Sanidad. Comienza la vacunación contra la gripe A, que prevé inmunizar a 190.000 personas
I. OLAIZOLA. PALMA.
Diversidad de opiniones sobre la idoneidad de vacunarse contra la gripe A y escasa afluencia de pacientes a los centros de salud para que les fuera inoculado el antídoto. Esta fue la tónica de la primera jornada de la campaña de vacunación contra la gripe A en las islas que prevé prevervar a unas 190.000 personas contra la nueva enfermedad.
Apenas veinticuatro horas después de que se produjera la segunda víctima mortal por esta causa en las islas –un niño de dos años que padecía una grave enfermedad degenerativa y que no respondió al tratamiento–, esta trágica circunstancia no propició una mayor afluencia de personas a los centros de salud para vacunarse contra la gripe A.
La mayoría de las personas consultadas por este diario en el centro de salud de Son Pisà confirmaron que se pondrían la vacuna atendiendo a las recomendaciones de sus médicos, pese a que no las tenían todas consigo sobre la efectividad y la seguridad del fármaco.
"No lo creo, no me fío. En cualquier caso, antes de ponérmela tendría que consultarlo con mis padres", señalaba Rubén Hernández, un estudiante de dieciséis años de edad que ayer había acudido al centro de Son Pisà para hacerse una espirometría (medición de la capacidad respiratoria de los pulmones para diagnosticar problemas de asma) que, en caso de dar positiva, le situaría como grupo de riesgo susceptible de ser vacunado.

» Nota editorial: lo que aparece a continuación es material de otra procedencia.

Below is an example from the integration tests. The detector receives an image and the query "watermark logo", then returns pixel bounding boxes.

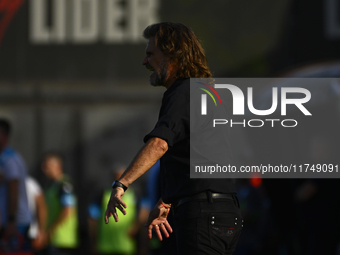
[197,82,222,115]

Mayor confianza hacia el antídoto mostraba Francisco Bosch, jubilado que ya se ha vacunado contra la gripe estacional y que también piensa hacerlo contra la nueva. "Creo que está bien testada. En Inglaterra la están poniendo a todo el mundo sin ningún problema", esgrimió.
Eva Vives, ama de casa, era la única persona que había recurrido al teléfono de cita previa para reservar hora en Son Pisà para vacunar a su hijo Marc, con problemas de asma. "Lo hago por responsabilidad, porque sabiendo que tienen el medicamento aquí no me perdonaría nunca que le pasara algo a mi hijo si no se lo pongo. Aunque no estoy conforme con la información que nos han dado. No te dicen si tiene algún efecto secundario", criticaba.
Respecto a la polémica sobre el rechazo de los facultativos y profesionales sanitarios a inocularse el preparado, la coordinadora de Son Pisà, Montse Llort, zanjaba el asunto al recalcar que los trabajadores de la Sanidad no pueden negarse a ponérsela. "Es un ejercicio de responsabilidad. Sobre los rumores sobre la eficacia y la seguridad del medicamento, soy de la opinión que hay que seguir los consejos de la gente que sabe sobre vacunas y no hacer caso de lo que se escucha por la calle". "De momento no lo sé, tengo mis dudas", proclamaba por su parte Verónica Villanueva, auxiliar de enfermería que quiso dejar claro que no se está produciendo ningún tipo de presión por parte de sus superiores para que se inoculen el preparado contra la gripe A.
Quien no albergaba ninguna duda sobre si se vacunaría era Olivia Mero, una madre ecuatoriana que ayer acudía al centro de salud con una hija de doce años que presentaba todos los síntomas de haber contraído el virus. "Ha pasado toda la noche vomitando, tiene escalofríos y fiebre. En su colegio han ido cayendo todos hasta que le ha tocado a ella. Ni yo ni mis hijos estamos dentro de los grupos de riesgo pero, ¡por supuesto que nos vacunaríamos! Sobre todo después de lo que ha pasado en Barcelona –dos niñas sin patologías previas fallecieron este fin de semana por esta enfermedad–. ¡No somos inmunes a este virus!", reclamó.